Here in the North East, one Muslim youth leader believes integration is vital to defeating the development of extremism, at home and abroad.
Naveed Iqbal, a youth leader in the Ahmadiyya Muslim Youth Association, said Muslims across the world are taught the importance of integration from childhood which helps tackle extremism.
He said: “In our community preventing extremism starts from the age of seven. We mainly focus on showing them how they can be part of the community and we have different activities showing that.”
And police forces - who work to deliver the Government’s counter terrorism strategy - said they work with a range of organisations to tackle radicalisation in all its forms.
A spokeswoman for Northumbria Police said: “Our response to those who are identified as being at risk of radicalisation is to prevent them from being drawn into terrorism by working with our partners to ensure they are provided with guidance and support which is specifically tailored to their needs.
“The percentage of people who are prepared to support violent extremism in the United Kingdom is extremely small and is certainly not restricted to only our Muslim communities.
“Prevent is concerned with any ideology regardless of faith or political belief which sanctions the use of violence.”
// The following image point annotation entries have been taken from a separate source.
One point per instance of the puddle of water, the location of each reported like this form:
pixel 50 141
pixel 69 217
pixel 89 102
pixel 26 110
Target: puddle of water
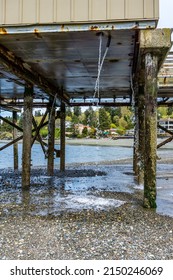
pixel 52 195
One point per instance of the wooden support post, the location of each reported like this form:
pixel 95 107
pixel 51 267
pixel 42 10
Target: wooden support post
pixel 15 145
pixel 51 140
pixel 151 70
pixel 62 140
pixel 141 134
pixel 153 48
pixel 27 137
pixel 136 140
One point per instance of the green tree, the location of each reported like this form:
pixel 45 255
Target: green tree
pixel 90 117
pixel 104 119
pixel 77 111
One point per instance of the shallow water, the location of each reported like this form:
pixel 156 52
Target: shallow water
pixel 74 154
pixel 77 190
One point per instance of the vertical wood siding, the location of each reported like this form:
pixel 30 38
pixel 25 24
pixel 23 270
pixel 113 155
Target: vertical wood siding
pixel 64 11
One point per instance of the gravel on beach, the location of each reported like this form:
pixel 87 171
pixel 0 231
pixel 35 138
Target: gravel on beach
pixel 128 232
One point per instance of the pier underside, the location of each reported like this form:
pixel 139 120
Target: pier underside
pixel 54 69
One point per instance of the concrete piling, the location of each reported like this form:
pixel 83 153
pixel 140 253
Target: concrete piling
pixel 15 145
pixel 27 136
pixel 151 63
pixel 51 140
pixel 62 139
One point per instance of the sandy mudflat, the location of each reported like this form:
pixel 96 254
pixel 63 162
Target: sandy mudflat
pixel 56 218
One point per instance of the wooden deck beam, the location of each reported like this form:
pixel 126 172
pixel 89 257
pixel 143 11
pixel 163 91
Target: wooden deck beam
pixel 22 70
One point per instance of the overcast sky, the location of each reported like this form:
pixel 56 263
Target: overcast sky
pixel 166 14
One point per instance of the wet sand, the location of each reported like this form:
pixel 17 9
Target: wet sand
pixel 88 212
pixel 91 211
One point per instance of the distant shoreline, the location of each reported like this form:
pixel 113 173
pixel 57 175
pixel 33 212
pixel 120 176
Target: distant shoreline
pixel 128 143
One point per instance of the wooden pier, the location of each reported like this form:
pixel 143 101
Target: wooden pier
pixel 55 64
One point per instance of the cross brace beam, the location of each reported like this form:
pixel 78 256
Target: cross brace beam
pixel 24 71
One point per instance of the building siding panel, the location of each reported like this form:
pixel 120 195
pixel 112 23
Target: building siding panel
pixel 46 11
pixel 12 11
pixel 115 9
pixel 98 9
pixel 80 10
pixel 134 9
pixel 63 14
pixel 29 11
pixel 148 8
pixel 49 11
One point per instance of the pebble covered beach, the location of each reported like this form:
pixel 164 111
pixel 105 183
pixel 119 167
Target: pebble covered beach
pixel 46 224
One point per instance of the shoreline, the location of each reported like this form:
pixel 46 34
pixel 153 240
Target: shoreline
pixel 126 143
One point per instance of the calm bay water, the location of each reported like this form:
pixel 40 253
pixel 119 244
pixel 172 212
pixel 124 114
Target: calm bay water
pixel 74 154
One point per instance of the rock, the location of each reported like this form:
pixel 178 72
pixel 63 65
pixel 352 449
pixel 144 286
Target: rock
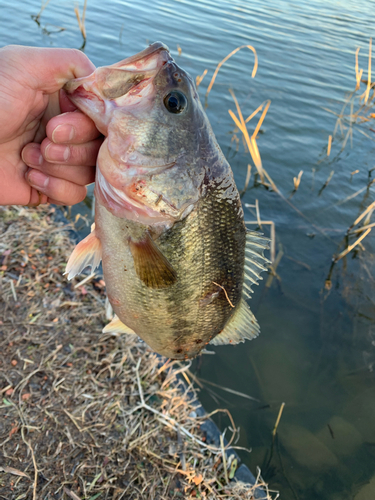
pixel 346 438
pixel 305 448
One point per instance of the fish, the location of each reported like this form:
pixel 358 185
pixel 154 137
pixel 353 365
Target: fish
pixel 178 261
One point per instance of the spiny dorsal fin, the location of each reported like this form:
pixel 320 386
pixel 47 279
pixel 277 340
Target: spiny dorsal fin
pixel 88 252
pixel 117 326
pixel 240 327
pixel 254 258
pixel 150 264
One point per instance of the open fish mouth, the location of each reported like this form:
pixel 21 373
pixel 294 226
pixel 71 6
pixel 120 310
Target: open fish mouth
pixel 132 75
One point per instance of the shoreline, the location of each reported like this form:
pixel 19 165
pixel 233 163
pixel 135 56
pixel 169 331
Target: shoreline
pixel 86 415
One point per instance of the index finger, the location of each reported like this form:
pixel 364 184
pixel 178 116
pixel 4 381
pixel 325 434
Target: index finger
pixel 48 69
pixel 71 128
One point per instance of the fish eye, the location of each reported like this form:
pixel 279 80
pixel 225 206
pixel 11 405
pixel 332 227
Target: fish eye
pixel 175 102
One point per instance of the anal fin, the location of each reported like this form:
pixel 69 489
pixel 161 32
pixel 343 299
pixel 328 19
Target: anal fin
pixel 150 264
pixel 117 326
pixel 241 326
pixel 254 258
pixel 88 252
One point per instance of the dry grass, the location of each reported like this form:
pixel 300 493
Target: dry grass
pixel 86 415
pixel 360 106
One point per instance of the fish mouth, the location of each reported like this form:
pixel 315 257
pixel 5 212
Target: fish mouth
pixel 129 76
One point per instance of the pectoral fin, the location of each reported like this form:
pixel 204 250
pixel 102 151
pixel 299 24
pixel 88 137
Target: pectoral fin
pixel 150 264
pixel 88 252
pixel 117 326
pixel 240 327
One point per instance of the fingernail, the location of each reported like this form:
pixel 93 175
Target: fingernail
pixel 63 133
pixel 32 156
pixel 57 152
pixel 37 179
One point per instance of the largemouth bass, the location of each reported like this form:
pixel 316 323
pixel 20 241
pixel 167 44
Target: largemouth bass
pixel 178 262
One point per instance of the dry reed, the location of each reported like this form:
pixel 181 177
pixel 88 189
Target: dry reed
pixel 86 415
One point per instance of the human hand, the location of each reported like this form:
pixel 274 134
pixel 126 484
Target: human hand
pixel 61 149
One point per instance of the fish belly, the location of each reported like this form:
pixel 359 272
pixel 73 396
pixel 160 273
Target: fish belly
pixel 206 250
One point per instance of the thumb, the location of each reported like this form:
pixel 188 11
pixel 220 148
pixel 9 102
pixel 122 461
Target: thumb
pixel 49 69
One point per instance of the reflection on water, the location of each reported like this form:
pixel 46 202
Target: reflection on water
pixel 316 350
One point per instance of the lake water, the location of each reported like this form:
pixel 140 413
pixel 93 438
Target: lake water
pixel 316 349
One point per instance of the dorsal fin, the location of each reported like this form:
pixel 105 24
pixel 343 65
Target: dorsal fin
pixel 88 252
pixel 117 326
pixel 150 264
pixel 254 259
pixel 240 327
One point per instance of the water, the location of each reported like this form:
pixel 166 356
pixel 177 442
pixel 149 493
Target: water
pixel 316 349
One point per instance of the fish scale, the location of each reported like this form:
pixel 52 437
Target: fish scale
pixel 207 246
pixel 178 261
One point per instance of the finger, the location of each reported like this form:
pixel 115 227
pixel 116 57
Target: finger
pixel 83 154
pixel 81 175
pixel 60 190
pixel 65 103
pixel 37 198
pixel 49 69
pixel 71 128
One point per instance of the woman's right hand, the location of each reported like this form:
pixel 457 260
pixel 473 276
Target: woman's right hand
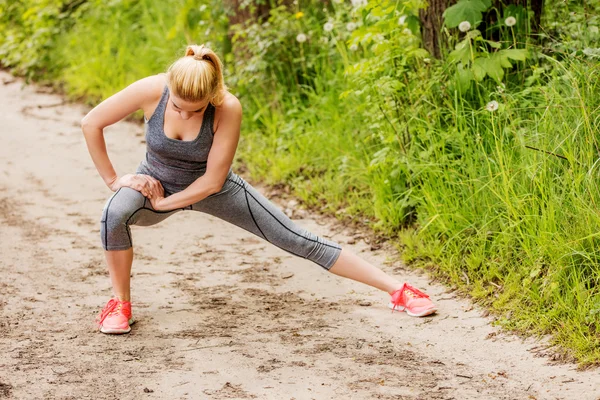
pixel 145 184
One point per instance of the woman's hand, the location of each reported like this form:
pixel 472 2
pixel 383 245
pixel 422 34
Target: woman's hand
pixel 157 203
pixel 145 184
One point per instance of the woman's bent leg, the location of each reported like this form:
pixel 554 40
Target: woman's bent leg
pixel 124 208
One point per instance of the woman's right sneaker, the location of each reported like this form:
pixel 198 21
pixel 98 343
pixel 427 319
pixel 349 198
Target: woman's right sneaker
pixel 115 317
pixel 412 300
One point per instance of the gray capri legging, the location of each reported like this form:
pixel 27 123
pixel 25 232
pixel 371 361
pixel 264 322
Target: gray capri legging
pixel 237 203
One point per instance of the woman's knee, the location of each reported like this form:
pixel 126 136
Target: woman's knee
pixel 116 215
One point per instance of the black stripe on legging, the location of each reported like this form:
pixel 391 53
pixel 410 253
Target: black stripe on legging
pixel 252 215
pixel 106 218
pixel 282 224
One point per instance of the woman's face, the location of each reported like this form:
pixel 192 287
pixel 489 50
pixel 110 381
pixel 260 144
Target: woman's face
pixel 187 109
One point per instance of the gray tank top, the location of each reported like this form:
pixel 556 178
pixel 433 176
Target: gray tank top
pixel 176 163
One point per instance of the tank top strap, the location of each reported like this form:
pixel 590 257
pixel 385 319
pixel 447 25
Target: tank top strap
pixel 208 122
pixel 160 107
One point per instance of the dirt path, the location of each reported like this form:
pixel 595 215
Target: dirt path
pixel 222 314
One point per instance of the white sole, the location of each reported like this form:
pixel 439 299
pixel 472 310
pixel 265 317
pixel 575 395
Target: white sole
pixel 117 331
pixel 422 314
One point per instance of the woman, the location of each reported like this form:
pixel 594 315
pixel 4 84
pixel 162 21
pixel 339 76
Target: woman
pixel 192 131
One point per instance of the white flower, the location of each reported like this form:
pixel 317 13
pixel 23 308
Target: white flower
pixel 510 21
pixel 464 26
pixel 492 106
pixel 359 3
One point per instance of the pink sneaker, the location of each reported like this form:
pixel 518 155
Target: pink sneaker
pixel 115 317
pixel 413 301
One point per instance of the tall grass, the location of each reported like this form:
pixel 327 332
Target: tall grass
pixel 503 204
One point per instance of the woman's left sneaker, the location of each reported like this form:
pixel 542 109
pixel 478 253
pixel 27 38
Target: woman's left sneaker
pixel 413 301
pixel 115 317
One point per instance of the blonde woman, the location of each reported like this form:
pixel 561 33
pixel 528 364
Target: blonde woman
pixel 192 131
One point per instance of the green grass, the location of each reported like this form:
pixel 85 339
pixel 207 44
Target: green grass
pixel 382 139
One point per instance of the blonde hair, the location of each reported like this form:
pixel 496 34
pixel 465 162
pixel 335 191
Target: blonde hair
pixel 197 76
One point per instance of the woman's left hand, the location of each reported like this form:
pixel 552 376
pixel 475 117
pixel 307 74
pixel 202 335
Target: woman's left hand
pixel 158 202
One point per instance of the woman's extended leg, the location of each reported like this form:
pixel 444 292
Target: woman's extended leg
pixel 242 205
pixel 349 265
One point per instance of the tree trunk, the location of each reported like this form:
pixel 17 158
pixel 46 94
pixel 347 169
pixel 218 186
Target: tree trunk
pixel 431 20
pixel 431 25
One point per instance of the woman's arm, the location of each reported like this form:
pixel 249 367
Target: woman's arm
pixel 138 95
pixel 219 160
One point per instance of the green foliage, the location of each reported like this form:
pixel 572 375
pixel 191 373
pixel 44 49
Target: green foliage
pixel 466 10
pixel 484 164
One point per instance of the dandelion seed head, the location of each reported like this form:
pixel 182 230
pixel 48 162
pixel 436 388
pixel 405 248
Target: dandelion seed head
pixel 464 26
pixel 359 3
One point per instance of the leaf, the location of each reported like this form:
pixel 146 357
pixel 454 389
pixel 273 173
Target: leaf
pixel 461 53
pixel 492 67
pixel 515 54
pixel 465 10
pixel 478 70
pixel 463 79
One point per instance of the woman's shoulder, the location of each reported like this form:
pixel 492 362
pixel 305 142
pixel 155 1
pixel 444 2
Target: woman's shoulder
pixel 230 103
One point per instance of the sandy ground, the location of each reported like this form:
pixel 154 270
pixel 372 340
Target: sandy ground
pixel 221 313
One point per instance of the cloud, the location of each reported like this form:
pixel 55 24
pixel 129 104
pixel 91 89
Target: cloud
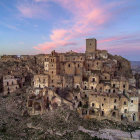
pixel 30 9
pixel 88 17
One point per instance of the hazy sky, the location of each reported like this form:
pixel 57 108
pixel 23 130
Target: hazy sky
pixel 39 26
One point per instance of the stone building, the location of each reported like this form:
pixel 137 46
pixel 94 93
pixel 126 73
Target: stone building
pixel 116 107
pixel 101 85
pixel 10 84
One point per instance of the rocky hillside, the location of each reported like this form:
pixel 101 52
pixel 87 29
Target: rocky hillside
pixel 60 124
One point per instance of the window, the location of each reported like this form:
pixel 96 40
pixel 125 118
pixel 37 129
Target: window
pixel 76 97
pixel 114 114
pixel 85 96
pixel 85 87
pixel 93 104
pixel 125 111
pixel 93 79
pixel 102 114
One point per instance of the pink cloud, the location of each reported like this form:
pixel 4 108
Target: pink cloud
pixel 88 16
pixel 31 10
IS claimed to have killed Mr Foley in retaliation for ongoing US air strikes against its forces.
However, Prime Minister David Cameron has moved quickly to dispel talk of British military involvement, insisting he would not be “putting boots on the ground” or “sending in the army”.
And Journal readers have backed the PM’s stance, with 64% saying they would oppose a decision to send British troops to the Middle East.
Only 21% of people said they would back British troops on the ground in Iraq, with the majority of those aged between 18-24.
Our poll also showed 15% of people were unsure about whether British involvement would help, or simply just add fuel to an already-raging fire.
Kim Sweeney, who lost her son Michael in conflict in Afghanistan, says British soldiers are “too precious to be put out to be shot at” and hopes Mr Cameron sticks by his word. Guardsman Sweeney, 19, from Blyth, died after an explosion in Iraq April 2010.
Tony Blair’s Labour Government was slammed for engaging in a war that ‘should never have been’ and Mrs Sweeney doesn’t want to see that again.
She said: “Far too much blood has already been lost trying to sort out other people’s problems. We are in a crisis of our own, not the same type of crisis, but we have a lot of our own problems.
“We should definitely not be sending troops out there.”